Vayala is a village located in the Meenachil (Pala) Taluk of Kottayam district, Kerala, India.  It is approximately 5 kilometers from the village Kuravilangad, about 11 kilometers from Pala municipality town and about 24 kilometers away from district capital Kottayam.

History 
It is believed that the name Vayala is derived from the Malayalam word vayal meaning "paddy field".

Transportation network 

Vayala is connected with the district headquarters Kottayam and other major cities. Public transport in the town is largely dependent on buses, run by private operators.

Schools
 Govt:V H S S Vayala

Churches & temples 

Vayala is located 10 km from Ettumanoor town and 6 km from Kuravilangdu Town. Vayala has four Hindu temples (Paruthurthikavu, Njaralappuzha Sree Dharma Sastha Temple, Thrikkayil Sree Subrahmanya Swami Temple, SNDP Balasubrahmaanya kshetram) and a Roman Catholic church Syrian church (St. George Church, Vayala), a Catholic Latin church (St.
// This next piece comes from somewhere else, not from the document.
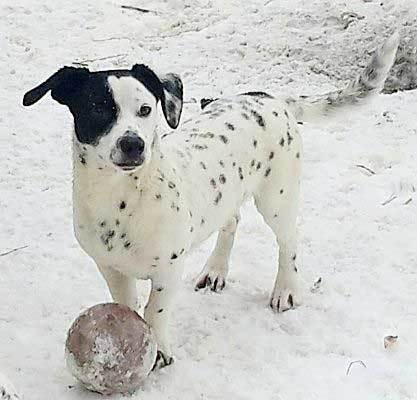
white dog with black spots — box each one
[24,34,398,366]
Marys Church, Vayala-Puthenangady), three Catholic Syrian chapels: St Joseph (Puthenangady, Vayala), St Xavier (Saviour Giri, Vayala), St Sebastian chapel (Thuruthimukku, Vayala), and a Sacred Heart Convent.

Hospitals 

Sacred Heart Catholic Nuns operated St. George Mount Hospital, is the only Allopathic Hospital Facility available with Vayala. Also Vayala has a Govt. Veterinary Hospital, Govt. Ayurvedic Hospital and two private operated Ayurvedic Hospitals (Vedasudha and Omsree).